Another set of data that they presented was the total side force on the wheels. This is the force acting perpendicular to the direction of travel. In general, the deeper the wheel, the more side force that is generated in a cross wind due to the increased surface area. In those plots, the curves for the Mavic wheels demonstrate a nearly constant slope with respect to yaw angle, meaning that the side force changes in a smooth and linear fashion. They pointed out that the side force of some competitor wheels appears to vary around at the higher yaws, asserting that this would result in more unpredictable handling. That would be true if side force was the only thing affecting handling in this regard, but in reality it's the fact that a center of pressure of the force on a front wheel is usually close to the center of the wheel, but the steering axis is offset from the center. This means that this offset results in a steering torque about that axis. However, we know that some wheels are designed to move that center of pressure point rearward to be more closely aligned with the steering axis and thereby lessening the steering torque no matter the magnitude of the actual side force. Based on that, it's not clear how well the design of the CXR60 wheels has addressed the steering torque issue. If the center of pressure is still offset from the steering axis, then it's entirely possible that these designs would end up with more steering torque input as compared to other designs.
On the power to rotate figures, there weren't any separate plots of those values, and it was unclear if those measurements are included in the drag charts above or not. For the 2 test runs I observed, the force to rotate values appeared to be fairly flat over the +/-20 deg test yaw range, with the CXR60C taking ~-0.35N at the contact patch and the Bontrager wheel taking ~0.1N more at ~0.45N. It's important to remember that this force measurement includes the resistance of the wheel bearings. Mavic claimed that the typical power to rotate measurements they've taken are usually between 15-30% of the translational drag. Based on the drag values seen during the wheel testing, the values observed above match that assertion. I asked about what sorts of measurements they see on wheels with solid spokes, such as the H3 or their own iO track wheel, and I was told that they had actually designed a new iO wheel that dramatically drops the power to rotate requirements.
Now, on to one of the performance factors of lesser importance: the mass. Both of the CXR60 wheels are not what most would consider light weight, but that really shouldn't be an issue. At claimed masses of 1645g and 1825g for the tubular and clincher versions of the wheel sets respectively, the wheels are not largely out of line with wheels of similar construction and performance. Despite popular opinions to the contrary, the physics of the cycling show that even when including rotational inertia, wheel mass effects (within the range of reasonable variances) are basically an order of magnitude less important than other properties such as aerodynamics, even for fairly steep climbing. Enough said.

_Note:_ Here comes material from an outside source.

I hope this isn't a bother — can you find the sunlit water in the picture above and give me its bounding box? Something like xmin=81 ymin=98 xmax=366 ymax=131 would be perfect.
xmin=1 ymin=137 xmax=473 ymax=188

Overall, these 2 new wheel systems from Mavic emphasize their renewed efforts at addressing the aerodynamics of their wheels and using a systems approach to their wheel designs. For this, they should be applauded. In taking that systems level approach though, it would be valuable if they were to include the effects of the rolling resistance properties of their tires, especially since the optimum aero properties of their products depends on the tires. In their presentation, they showed that using their weighted average of yaw angles, the clincher version is within 0.4W of the tubular version in aero drag power. In the testing that was observed during the presentations, the clincher version was actually slightly lower drag than the tubular between 0 and 10-12 degrees of yaw. Considering that the rolling resistance of the clincher tires results in a 10X greater difference at least (and most likely MUCH higher on “real roads” and with latex tubes) it's pretty clear to see that the clincher version of the CXR60 is the big standout in the lineup here and is the better performer of the two, and is arguably an even better performance choice than the CXR80. With its Exalith brake tracks, it has the potential to be the do all wheel set of choice. A rider could just remove the CX01 blades, put on some wider and more durable tires, and use them for training. Training on deep wheels is an important factor in becoming comfortable with them for racing. Then when race day comes, they could easily swap the rubber for the Yksion CXR clincher tires and install the CX01 blades and go race. It wouldn't even require a brake pad swap, and the braking would always be excellent.
Shown below is a plot of the CXR60 wheel performance if the rolling resistance is included. To create that plot, I used Mavic's own weighting law and aero drag data and combined it with rolling resistance measurements, see blog post here for more detail: http://bikeblather.blogspot.com/2013/04/why-tire-crr-matters.html. For the new CXR Yksion tires, I used an assumed Crr value based on the measurements of the tubular version, with the differences noted by Mavic subtracted out (real world values, not smooth surface). As you can see, the CXR80 and CXR60T have nearly identical performance, mostly due to the use of the same tires, but also due in part to the very close aerodynamic performance, with the CXR80 pulling slightly ahead at higher expected apparent wind velocities. The interesting thing is that even with just the Crr difference quoted by Mavic for the new clincher tires (adjusted by a factor of 1.5x to represent the performance on real world road roughness) the CXR60C handily beats the other wheels in the CXR line over the entire range of apparent wind speeds shown. Also included in that plot is a curve showing the expected overall aero+rolling resistance performance of the Bontrager D3 Aeolus 5 clincher wheel with Bontrager's R4 Aero tire. For the rolling resistance of the R4 Aero, I used the value I measured in roller testing with a latex tube installed. Despite the Mavic wheels' better aero performance, the lower rolling resistance of the Bontrager setup allows it to handily beat the Mavic wheels, and it only begins to be beaten by the CXR60C at apparent wind speeds greater than 55 kph, which is a VERY high wind speed. Of course, it's also possible that putting a latex tube inside the Yksion tires could drop their Crr to be close to that of the R4 Aero, at which time the advantage would go to the CXR60C due to it's better aero performance, as represented by the shallower slope of its combined aero+Crr drag curve. This potential outstanding performance for the CXR60C also points to the fact that a clincher version of the CXR80 would also be a stellar performer. When asked about if that was in the plans, the Mavic folks were a bit coy on the subject and said that they want to concentrate on the CXR60s this year, but that a CXR80C might be an option in the future.
Looking at the above, it's fairly obvious that the most exciting wheel of the Mavic CXR lineup is actually the clincher CXR60C. It delivers world class aerodynamics and will possibly have a low enough rolling resistance so that it remains competitive against similar wheels, and perhaps even better performing than other wheels of deeper rim dimensions...including it's own stable-mate, the CXR80. Couple that with the ability to easily run other tires for training purposes, along with the excellent aluminum based Exalith braking track, and it's not hard to see why it's the overachiever of the bunch.
The stated availability of the wheels was July for the CXR60T and September for the CXR60C. As of this writing, the US pricing was unavailable, but I would expect it to be similar to the CXR80 ($2799, including tires, CX01 blades, brake pads, valve extenders, and wheel bags) for the CXR60T tubular version, with a slightly lower pricing for the CXR60C clinchers.